Some held up photos of STC leader Aidarous al-Zubaidi, who has fled the country, while others chanted “southerner, raise your voice, independence or death”, a Reuters witness said.
The STC, a group backed by the United Arab Emirates, seized parts of southern and eastern Yemen in December in advances that heightened tensions with another Gulf power, Saudi Arabia.
Saudi-backed fighters have largely retaken the areas of southern and eastern Yemen that the STC had seized. Rashad al-Alimi, chief of the Saudi-backed Presidential Council, said in a televised statement on Saturday that all contested cities had been brought under their control.
People took to the streets despite Saudi-backed groups urging them on Friday not to do so.

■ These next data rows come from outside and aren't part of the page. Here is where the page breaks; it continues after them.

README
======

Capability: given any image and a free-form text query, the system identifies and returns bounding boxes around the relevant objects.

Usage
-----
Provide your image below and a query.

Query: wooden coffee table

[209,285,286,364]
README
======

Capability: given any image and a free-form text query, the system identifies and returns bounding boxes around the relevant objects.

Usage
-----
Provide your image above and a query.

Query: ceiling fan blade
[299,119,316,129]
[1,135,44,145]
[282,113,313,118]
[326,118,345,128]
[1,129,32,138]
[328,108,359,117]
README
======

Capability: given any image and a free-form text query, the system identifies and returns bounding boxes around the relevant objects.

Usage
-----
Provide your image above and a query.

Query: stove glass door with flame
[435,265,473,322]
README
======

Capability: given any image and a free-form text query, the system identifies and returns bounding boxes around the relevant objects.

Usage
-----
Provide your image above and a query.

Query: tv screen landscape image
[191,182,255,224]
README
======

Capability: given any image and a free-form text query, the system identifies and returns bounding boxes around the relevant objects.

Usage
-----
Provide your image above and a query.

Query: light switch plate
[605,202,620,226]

“We have taken to the streets again… No one can silence us… Not Saudi Arabia, nor any other party or country,” one man told Reuters.

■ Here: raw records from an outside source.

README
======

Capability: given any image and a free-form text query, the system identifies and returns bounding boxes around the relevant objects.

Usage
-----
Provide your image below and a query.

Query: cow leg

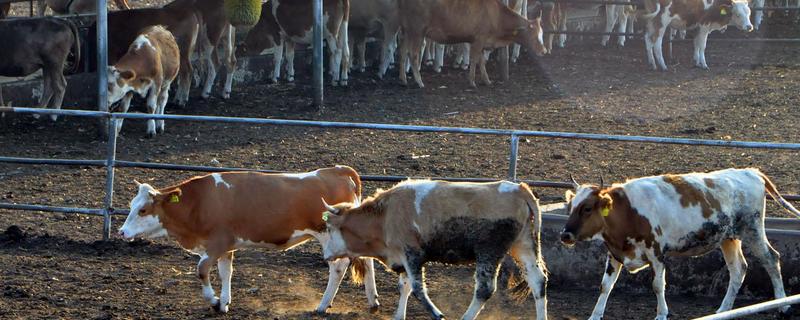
[462,259,501,320]
[378,30,398,78]
[399,34,410,86]
[511,238,548,320]
[753,0,765,30]
[115,93,134,135]
[156,82,171,134]
[362,258,380,312]
[410,39,425,88]
[745,229,790,314]
[36,75,54,121]
[467,42,483,87]
[325,30,342,86]
[434,43,445,73]
[223,26,236,100]
[393,274,413,320]
[46,68,67,122]
[693,27,711,70]
[644,21,659,70]
[557,9,567,48]
[602,5,619,46]
[316,258,349,313]
[216,251,234,313]
[589,254,622,320]
[145,86,158,138]
[175,49,193,107]
[652,25,668,71]
[338,20,351,86]
[201,42,217,100]
[286,41,297,83]
[461,44,470,70]
[272,40,285,83]
[403,252,444,319]
[197,253,220,308]
[651,260,669,320]
[479,50,492,86]
[616,7,629,46]
[716,239,748,313]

Another said: “This large public gathering is a powerful message and a popular referendum in the south for the Southern Transitional Council.”
The armed forces of the rival, Saudi-backed government said it would “strike firmly and decisively against anyone who seeks to tamper with security or disrupt public order,” without making any reference to the protests.
TENSIONS BETWEEN UAE AND SAUDI ARABIA
Saudi Arabia and the UAE used to work together in a coalition battling Iran-backed Houthis in Yemen’s civil war but the STC advances exposed their rivalry, bringing into focus big differences on a wide range of issues across the Middle East ranging from geopolitics to oil output.
An STC delegation travelled to the Saudi capital Riyadh earlier this week for talks that its leader, Zubaidi, skipped. The Saudi-led coalition accused the UAE of helping him escape on a flight that was tracked to a military airport in Abu Dhabi.
In an announcement broadcast on Saudi state media on Friday, one of the group’s members said the STC had decided to disband.
But in a statement issued on Saturday, the STC said it had held an “extraordinary meeting” following the announcement in Riyadh and declared it “null and void”, saying it had been made “under coercion and pressure”.
The group also said its members in Riyadh had been detained and were being “forced to issue statements”.
The STC reiterated calls for mass protests in southern cities on Saturday, warning against any attempts that target the group’s “peaceful activities”.
Authorities in Aden that are aligned with Yemen’s Saudi-backed government on Friday ordered a ban on demonstrations in the southern city, citing security concerns, according to an official directive seen by Reuters.